In the last one year, the Sun Pharmaceutical Industries stock significantly outperformed markets and the BSE healthcare index. The company's stellar performance in the quarter ended June, to which its subsidiary Taro contributed significantly, saw its stock hit a 52-week high of Rs 690 on August 10.
In what brought further cheer to the company, recently, the US Food and Drug Administration approved the resumption of production at Caraco Pharma (Sun's US subsidiary).
However, in the last few days, the stock has lagged its peers, as well as the market. Analysts say this is because supplies of Lipidox to the US, which had boosted the revenue, may not continue in the quarter ending September. While most analysts remain positive on the company's long-term prospects (Taro continues to drive revenue, a strong dermatology product portfolio and price rises), they are also cautious of developments regarding the complete acquisition of Taro. There is concern on a likely increase in the cash outgo, as the offer price to Taro's minority shareholders is expected to be raised further. Analysts like Praful Bohra of Nirmal Bang say Sun stock valuations are stretched. These may cap the upside for the stock in the near term. For now, the consensus one-year price target (according to Bloomberg data) stands at Rs 704, which indicates limited upside from the current Rs 652 levels.
|STRONG GROWTH PROSPECTS
|In Rs crore
|% change y-o-y
|% change y-o-y
|E: Estimates Source: CapitaLine Plus, HSBC Research
Taro: The fair value
Sun's attempt to acquire complete ownership in Taro, compared with its current 66 per cent stake, would be operationally positive for the former. However, though Sun had revised the offer price from $24.5 to $39.5 a share in August-end, a few minority shareholders are seeking higher compensation.

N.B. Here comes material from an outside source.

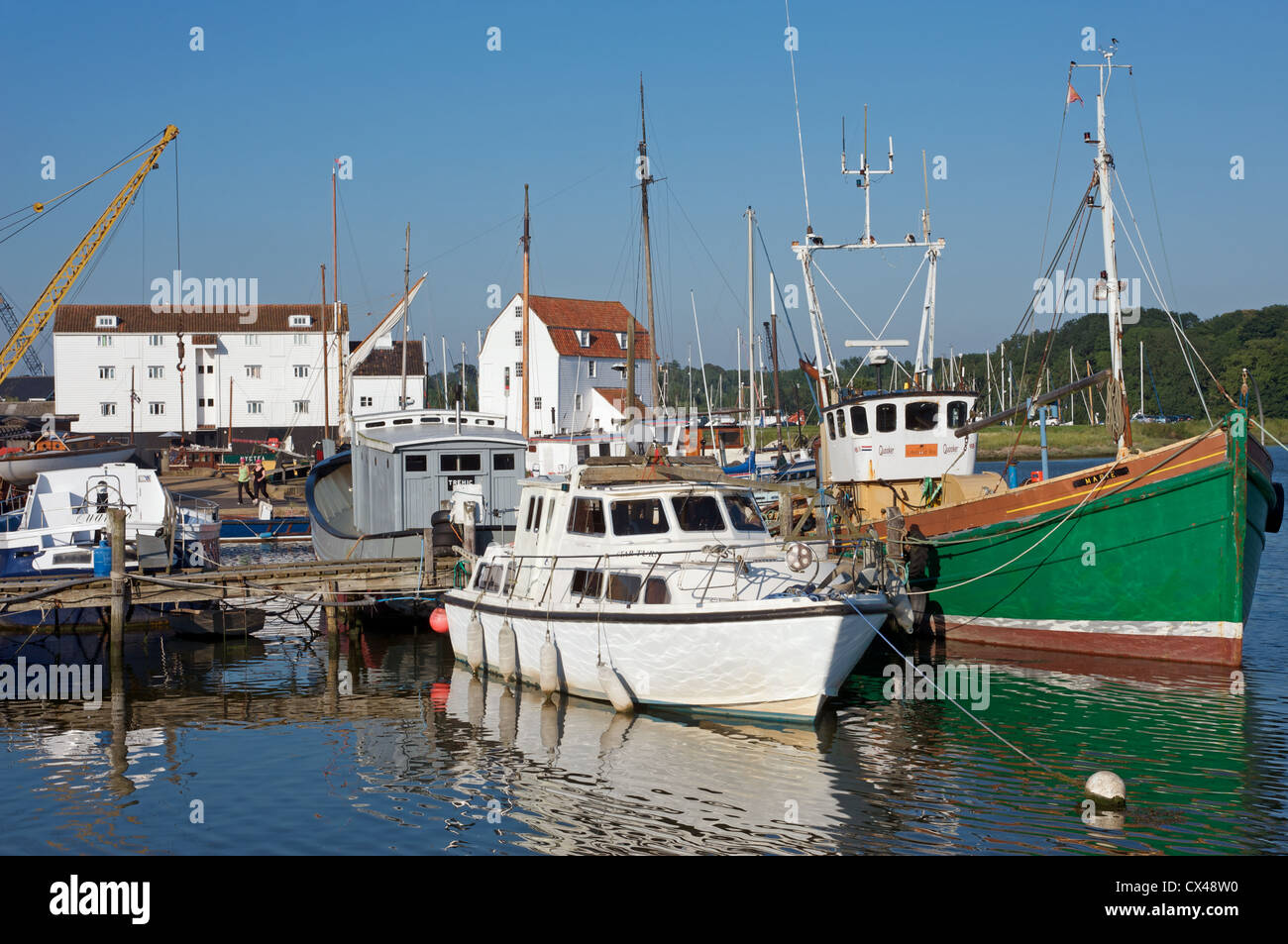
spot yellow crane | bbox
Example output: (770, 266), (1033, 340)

Analysts expect Sun to raise the offer price again. Sarabjeet Kaur Nangra at Angel Broking says even at the revised offer price of $39.5, the minority shareholders may not agree to sell their shares, and Sun would have to revise the price again. Surjit Pal at Elara Capital, too, feels the revised offer price doesn't match up to expectations of the minority shareholders. "To arrive at a consensus price, Sun will have to further revise its offer price substantially," he says.
Taro has net cash of $315 million, and analysts estimate it would generate another $225 million annually. With complete control of Taro, Sun can utilise the company's cash flow for growth of the consolidated entity. At the offer price of $39.5 (estimated outgo of $592 million for 15 million shares), Anubhav Aggarwal at Credit Suisse feels, it would be accretive for Sun, and it can add about five per cent to the target price of Rs 740.
Though there is room to raise the offer price, given the benefits it may derive, analysts at Credit Suisse peg Taro's fair value at $49 a share, considering the multiples at which Sandoz acquired Fougera (8.8 times the 2011 earnings before interest, tax, depreciation and amortisation, or Ebitda). Whether Sun would raise the offer price further or not is yet to be seen, but most analysts expect more action on this front.
Taro on a strong footing
During the quarter ended June, Taro's revenue, at $159 million, grew 42.6 per cent year-on-year and 7.5 per cent sequentially. Ebitda stood at $79 million (a margin of 49.6 per cent) and net income stood at $62.9 million, a rise of 76.3 per cent year-on-year. This boosted Sun's consolidated performance.
While Taro's excellent growth has been aided by price rises, at the end of the quarter ended June, the management cautioned Taro's growth might not be sustained. Reports suggest in July, Taro had increased the price of a dermatology product. According to analysts at Credit Suisse, this implies results for the next two quarters would be strong, with sales in the quarter ending September expected at about $167 million (a sequential rise of five per cent) and Ebitda estimated at $92 million (up 10 per cent sequentially). They feel this could add about five per cent to Sun's FY14 estimates. The analysts add a product-by-product analysis shows about 90 per cent of Taro's sales are sustainable, even if all entities with approved abbreviated new drug applications return. Analysts at HSBC believe Taro, which accounts for about 35 per cent of Sun's total revenue and Ebitda, would see strong growth, owing to price increases and favourable positioning in the US skin market.
Caraco FDA clearance
Clearance of Caraco's Michigan facility by the US Food and Drug Administration means Sun can now manufacture cardiac product Cavedilol and anti-biotic Paromomycin at the facility. Analysts feel other clearances would be granted on a product-to-product basis, leading to gradual rise in manufacturing. They expect this subsidiary to add $40-45 million in sales during FY13 and FY14 each. This would include sales from potential generic launches like Prandin (an anti-diabetic).